2. A resource coordination method, characterized in that, The resource coordination method, applied to core network equipment, includes: The system receives a resource coordination request from a base station. This request carries a token count, which is determined by the sum of a dynamic value and a fixed value. The fixed value is a pre-configured token count for the area where the base station is located, determined based on the total network traffic within the area. The dynamic value is determined by the base station based on the service throughput and service priority characteristics of the service attribute features corresponding to the service request. The dynamic value is determined based on the following formula: X = a × T + b × P + c × R. Where T represents service throughput; P represents service priority; R represents reserved parameters; and a, b, and c are the weighting coefficients corresponding to service throughput, service priority, and reserved parameters, respectively. The higher the service throughput and / or the higher the service priority, the more dynamic values there are; the service attribute features include the priority of the service, the service throughput, and the type of requested resources. Configure a traffic splitting strategy for the service request based on the number of tokens; Send the traffic splitting strategy to the User Plane Function (UPF) device; The step of configuring a traffic splitting strategy for the service request based on the number of tokens includes: In the resource-token relationship, a target resource allocation level is matched with the number of tokens, and the resource-token relationship is the ratio between the resource allocation level and the number of tokens. Configure a traffic splitting strategy for the service requests based on the target resource allocation level; Real-time detection of allocable idle resources is performed for at least one of multi-access edge computing, private cloud, and public cloud. When the amount of idle resources exceeds the first threshold, the ratio of resource-to-token relationship is increased so that the same number of tokens can be matched with more resources. When the amount of idle resources is less than the second threshold, the ratio of resource-to-token relationship is reduced so that the same number of tokens can match fewer resources. The second threshold is less than the first threshold.
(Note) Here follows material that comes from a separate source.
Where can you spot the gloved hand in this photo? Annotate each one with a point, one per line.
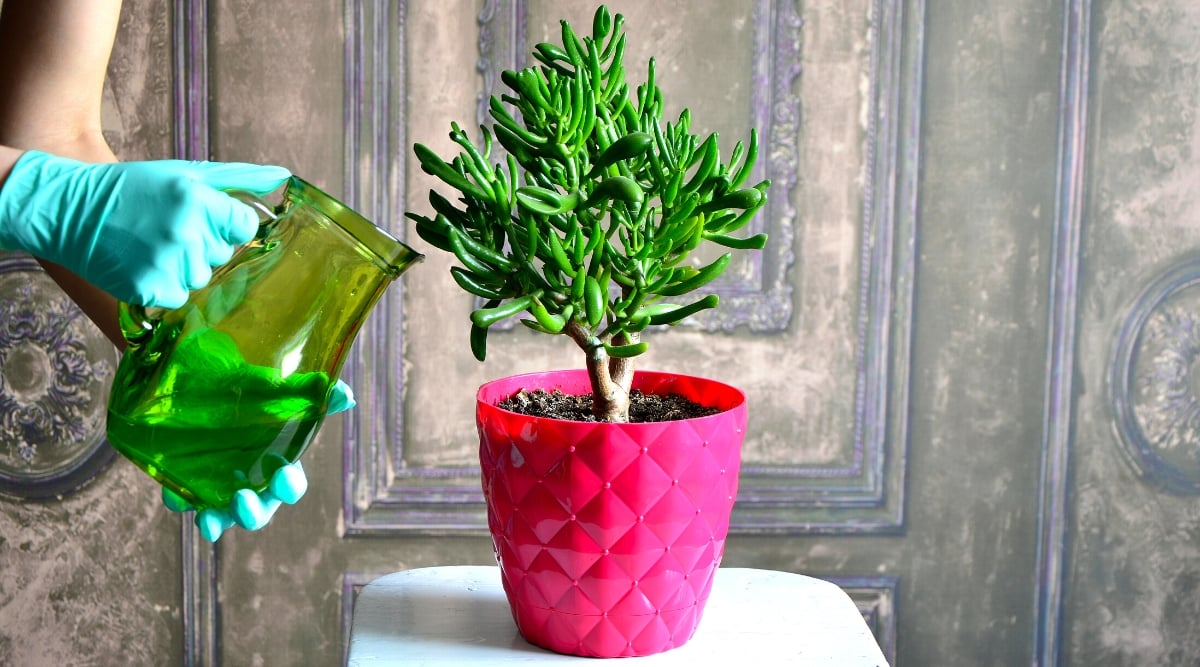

3. The resource coordination method according to claim 2, characterized in that, Also includes: Before configuring a traffic splitting strategy for the service request based on the number of tokens, determine whether the number of tokens is greater than or equal to the minimum threshold value in the resource-token relationship; If so, then execute the step of configuring a traffic splitting strategy for the service request based on the number of tokens; If not, then enter the waiting state.
4. A resource coordination system, characterized in that, include: Base station, used to perform the resource coordination method as described in claim 1; A core network device for performing the resource coordination method as described in any one of claims 2 to 3.
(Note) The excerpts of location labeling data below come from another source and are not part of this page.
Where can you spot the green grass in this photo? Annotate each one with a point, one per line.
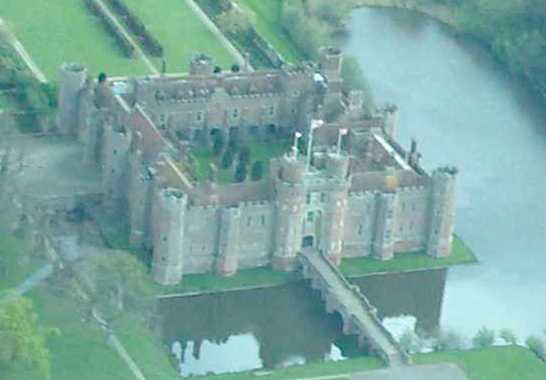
(268, 25)
(259, 151)
(313, 369)
(494, 363)
(13, 268)
(211, 282)
(54, 32)
(146, 350)
(80, 351)
(409, 261)
(180, 32)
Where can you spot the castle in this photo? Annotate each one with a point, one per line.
(354, 193)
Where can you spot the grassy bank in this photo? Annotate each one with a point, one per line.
(54, 32)
(498, 363)
(80, 350)
(16, 262)
(180, 32)
(268, 25)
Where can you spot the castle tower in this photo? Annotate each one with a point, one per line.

5. An electronic device, characterized in that, include: Memory, processor; The memory is used to store program instructions; The processor is configured to invoke the program instructions to execute the resource coordination method as described in claim 1, or the resource coordination method as described in any one of claims 2 to 3.
6. A computer-readable storage medium, characterized in that, The computer-readable storage medium stores computer-executable instructions, which, when executed by a processor, are used to implement the resource coordination method as described in claim 1, or the resource coordination method as described in any one of claims 2 to 3.